ビジネス・リサーチ・カンパニーの最新の調査によると、世界のBNPL市場規模は2024年に2,315億米ドルに達し、2025年には年平均成長率(CAGR)48.4%で急成長を続けると予測されています。

BNPLの利用率は若年層が最も高いと考えられます。しかしながら、Brite社の2024年インスタントエコノミー決済インサイトレポートによると、BNPLはEUと英国全体で2番目に利用率の低いインスタント決済手段であり、成人の25%未満しか利用していないことが示されています。

2025年には、BNPLは小売業から旅行、教育、ヘルスケアに至るまで、より多くの業界に浸透すると予想されます。JPモルガン・チェースなどのグローバル銀行は、消費者向け融資サービスの提供において、サードパーティのBNPLプロバイダーと競合することになります。
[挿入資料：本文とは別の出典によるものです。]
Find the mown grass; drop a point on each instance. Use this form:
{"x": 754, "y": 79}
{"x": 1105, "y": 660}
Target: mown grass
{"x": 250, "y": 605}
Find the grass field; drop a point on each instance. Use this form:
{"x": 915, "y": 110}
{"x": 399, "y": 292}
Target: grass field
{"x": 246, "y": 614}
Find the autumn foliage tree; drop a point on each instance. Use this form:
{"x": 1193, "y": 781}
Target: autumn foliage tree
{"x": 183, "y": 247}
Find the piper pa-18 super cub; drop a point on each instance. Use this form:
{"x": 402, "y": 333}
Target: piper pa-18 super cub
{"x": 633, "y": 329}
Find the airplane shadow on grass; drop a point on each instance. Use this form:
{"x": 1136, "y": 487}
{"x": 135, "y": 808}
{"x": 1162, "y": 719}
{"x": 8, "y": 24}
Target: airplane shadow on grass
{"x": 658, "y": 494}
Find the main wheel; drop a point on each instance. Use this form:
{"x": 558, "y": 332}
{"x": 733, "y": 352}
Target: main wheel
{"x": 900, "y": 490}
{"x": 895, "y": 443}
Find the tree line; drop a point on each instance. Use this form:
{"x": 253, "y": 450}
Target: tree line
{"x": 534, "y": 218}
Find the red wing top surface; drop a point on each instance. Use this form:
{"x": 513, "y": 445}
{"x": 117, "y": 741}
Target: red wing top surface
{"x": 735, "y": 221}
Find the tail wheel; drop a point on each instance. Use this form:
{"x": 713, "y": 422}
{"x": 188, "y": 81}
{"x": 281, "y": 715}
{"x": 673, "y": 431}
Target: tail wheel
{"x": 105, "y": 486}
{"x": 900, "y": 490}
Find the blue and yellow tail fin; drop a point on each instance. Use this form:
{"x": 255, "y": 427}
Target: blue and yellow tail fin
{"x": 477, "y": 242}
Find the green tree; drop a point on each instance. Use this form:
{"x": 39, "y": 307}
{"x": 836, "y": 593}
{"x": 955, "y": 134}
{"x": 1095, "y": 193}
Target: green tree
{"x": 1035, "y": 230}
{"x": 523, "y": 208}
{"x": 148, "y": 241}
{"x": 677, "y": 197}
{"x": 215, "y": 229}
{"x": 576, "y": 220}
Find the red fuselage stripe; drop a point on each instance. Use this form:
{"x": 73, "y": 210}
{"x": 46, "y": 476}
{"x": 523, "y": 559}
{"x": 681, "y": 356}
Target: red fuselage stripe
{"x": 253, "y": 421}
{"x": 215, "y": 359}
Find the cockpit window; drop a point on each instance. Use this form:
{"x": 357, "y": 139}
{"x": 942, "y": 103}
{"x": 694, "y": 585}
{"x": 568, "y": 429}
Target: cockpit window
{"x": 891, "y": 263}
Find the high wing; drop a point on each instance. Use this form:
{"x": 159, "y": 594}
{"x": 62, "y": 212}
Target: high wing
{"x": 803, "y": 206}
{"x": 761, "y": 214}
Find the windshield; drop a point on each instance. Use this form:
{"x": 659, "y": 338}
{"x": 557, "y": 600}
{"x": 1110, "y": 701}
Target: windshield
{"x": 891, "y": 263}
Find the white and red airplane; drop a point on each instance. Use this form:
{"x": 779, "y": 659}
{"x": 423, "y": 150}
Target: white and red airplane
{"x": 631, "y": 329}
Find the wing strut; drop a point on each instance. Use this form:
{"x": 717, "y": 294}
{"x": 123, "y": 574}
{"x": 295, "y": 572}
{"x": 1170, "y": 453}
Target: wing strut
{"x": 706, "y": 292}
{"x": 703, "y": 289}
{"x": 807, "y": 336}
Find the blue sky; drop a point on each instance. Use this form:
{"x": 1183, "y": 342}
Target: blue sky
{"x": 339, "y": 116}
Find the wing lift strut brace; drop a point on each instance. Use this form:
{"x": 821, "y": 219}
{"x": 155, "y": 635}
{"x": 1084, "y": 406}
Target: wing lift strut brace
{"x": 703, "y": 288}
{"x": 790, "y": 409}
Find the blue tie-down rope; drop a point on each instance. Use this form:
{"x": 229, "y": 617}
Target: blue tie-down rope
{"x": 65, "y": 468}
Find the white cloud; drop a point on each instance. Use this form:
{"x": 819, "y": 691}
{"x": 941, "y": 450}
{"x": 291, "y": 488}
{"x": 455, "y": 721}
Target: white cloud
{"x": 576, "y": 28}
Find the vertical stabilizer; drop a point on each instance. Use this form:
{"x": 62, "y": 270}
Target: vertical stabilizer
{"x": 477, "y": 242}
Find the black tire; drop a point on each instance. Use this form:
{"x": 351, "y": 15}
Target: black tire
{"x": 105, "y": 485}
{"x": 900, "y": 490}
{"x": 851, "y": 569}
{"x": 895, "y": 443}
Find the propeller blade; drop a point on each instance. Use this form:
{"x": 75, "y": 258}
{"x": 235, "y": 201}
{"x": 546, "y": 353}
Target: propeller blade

2025年は、世界中の多くの政府機関がBNPL取引に特化した透明性の向上、安全な融資、より厳格な評価ガイドラインの確立を目指すことから、消費者保護にとっても極めて重要な年となるでしょう。

BNPLに関するよくある質問

BNPL はクレジットカードと同じですか?

ある意味で、クレジットカードはBNPLに似ています。どちらも少額取引に利用できる消費者金融オプションであり、迅速な取引承認が可能です。ただし、クレジットカードは事前承認制であるため、顧客と加盟店の両方にとって手数料が大幅に低くなります。

BNPL は信用スコアに影響しますか?

部分的には影響します。チェックアウト時のソフトクレジットチェックは顧客のクレジットスコアに影響しませんが、支払い不履行や未払いは影響します。

BNPL はオンラインショッピングに安全ですか?

はい、BNPL 支払いは、加盟店プロセッサの支払いゲートウェイと統合されると、同じ不正監視および保護機能を利用できるようになります。